Real-Time Performance Tracking

import time
import asyncio
from cerevox import AsyncLexa

class PerformanceMonitor:
    def __init__(self):
        self.stats = {
            'total_documents': 0,
            'total_time': 0,
            'successful_documents': 0,
            'failed_documents': 0,
            'average_doc_size': 0,
            'docs_per_second': 0
        }
        self.start_time = None
    
    def start_monitoring(self):
        self.start_time = time.time()
        print("📊 Performance monitoring started")
    
    def record_batch(self, documents, processing_time):
        self.stats['total_documents'] += len(documents)
        self.stats['total_time'] += processing_time
        self.stats['successful_documents'] += len(documents)
        
        # Calculate running averages
        if self.stats['total_time'] > 0:
            self.stats['docs_per_second'] = self.stats['total_documents'] / self.stats['total_time']
        
        # Calculate average document size
        total_content = sum(len(doc.content) for doc in documents)
        self.stats['average_doc_size'] = total_content / len(documents) if documents else 0
    
    def record_failure(self, failed_count):
        self.stats['failed_documents'] += failed_count
    
    def print_stats(self):
        print(f"\n📊 Performance Statistics:")
        print(f"  📄 Total documents: {self.stats['total_documents']}")
        print(f"  ✅ Successful: {self.stats['successful_documents']}")
        print(f"  ❌ Failed: {self.stats['failed_documents']}")
        print(f"  ⚡ Speed: {self.stats['docs_per_second']:.2f} docs/second")
        print(f"  📏 Avg doc size: {self.stats['average_doc_size']:,.0f} chars")
        print(f"  ⏱️  Total time: {self.stats['total_time']:.2f} seconds")
        
        if self.start_time:
            elapsed = time.time() - self.start_time
            print(f"  🕐 Elapsed time: {elapsed:.2f} seconds")
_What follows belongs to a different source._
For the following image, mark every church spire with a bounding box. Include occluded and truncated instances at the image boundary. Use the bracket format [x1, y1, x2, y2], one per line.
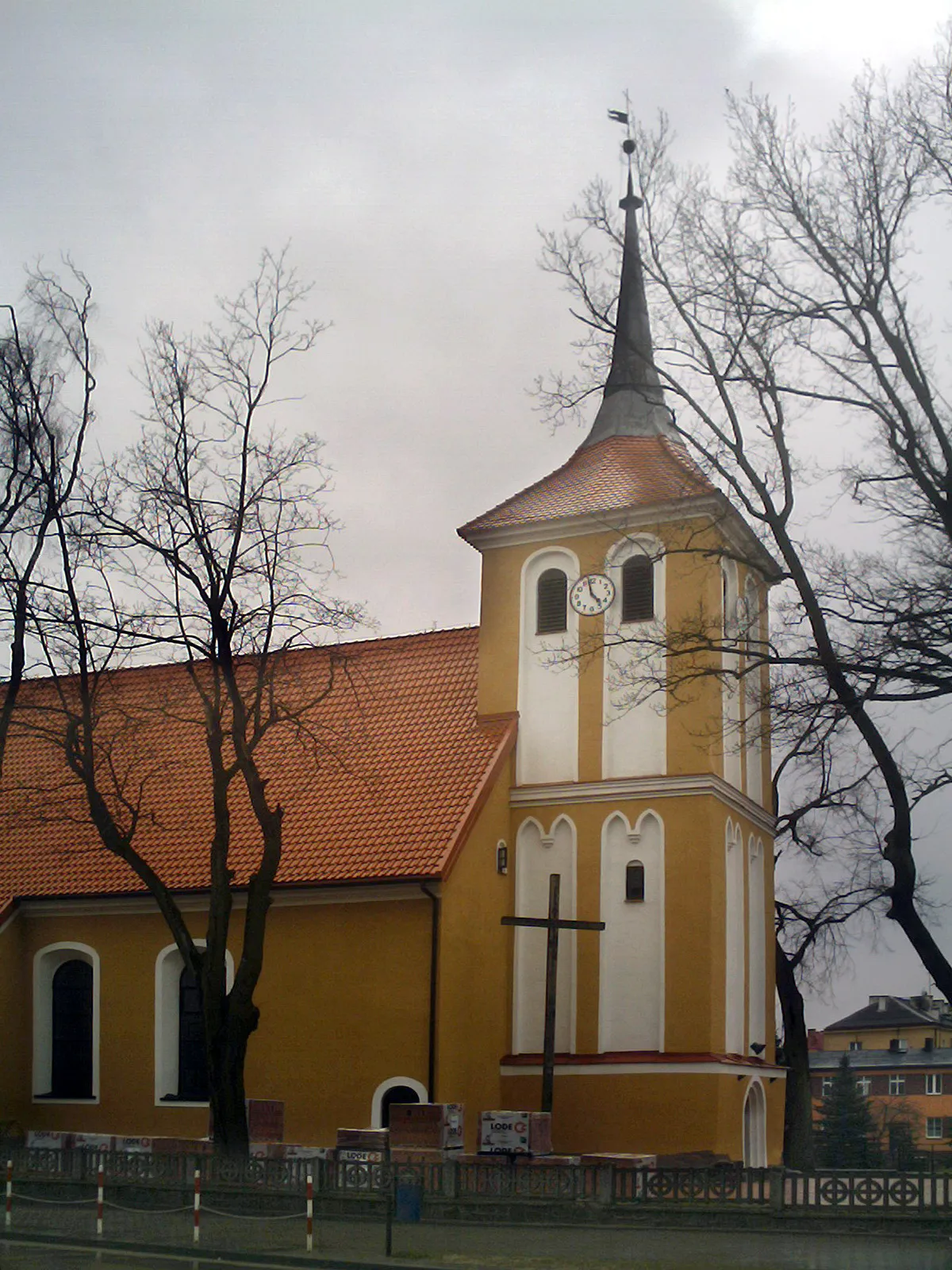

async def monitored_processing(files, batch_size=20):
    """Process files with performance monitoring"""
    
    monitor = PerformanceMonitor()
    monitor.start_monitoring()
    
    async with AsyncLexa() as client:
        for i in range(0, len(files), batch_size):
            batch = files[i:i + batch_size]
            
            batch_start = time.time()
            
            try:
                documents = await client.parse(batch)
                batch_time = time.time() - batch_start
                
                monitor.record_batch(documents, batch_time)
                
                print(f"✅ Batch {i//batch_size + 1}: {len(documents)} docs in {batch_time:.2f}s")
                
            except Exception as e:
                batch_time = time.time() - batch_start
                monitor.record_failure(len(batch))
                print(f"❌ Batch {i//batch_size + 1} failed: {e}")
            
            # Print stats every 5 batches
            if (i // batch_size + 1) % 5 == 0:
                monitor.print_stats()
    
    # Final statistics
    monitor.print_stats()
    return monitor.stats

# Monitor processing performance
test_files = [f"document_{i:03d}.pdf" for i in range(100)]
stats = asyncio.run(monitored_processing(test_files))

Performance Best Practices

  • DEFAULT mode: Fast processing for most use cases
  • ADVANCED mode: Maximum accuracy for complex documents
  • Sweet spot: 5-10 concurrent requests for most use cases
  • Small files: Can handle 15-20 concurrent requests
  • Large files: Reduce to 3-5 concurrent requests
  • Monitor: Watch for rate limiting and adjust accordingly
  • Small files (< 1MB): Batches of 30-50 files
  • Medium files (1-10MB): Batches of 10-20 files
  • Large files (>10MB): Batches of 3-5 files
  • Mixed sizes: Group by size before batching
  • Process large datasets in chunks (100-500 files per chunk)
  • Clear document variables after processing
  • Use garbage collection for long-running processes
  • Save results immediately, don’t accumulate in memory

Performance Rule: Start with async processing + DEFAULT mode + batches of 20. This gives 80% of optimal performance with minimal tuning.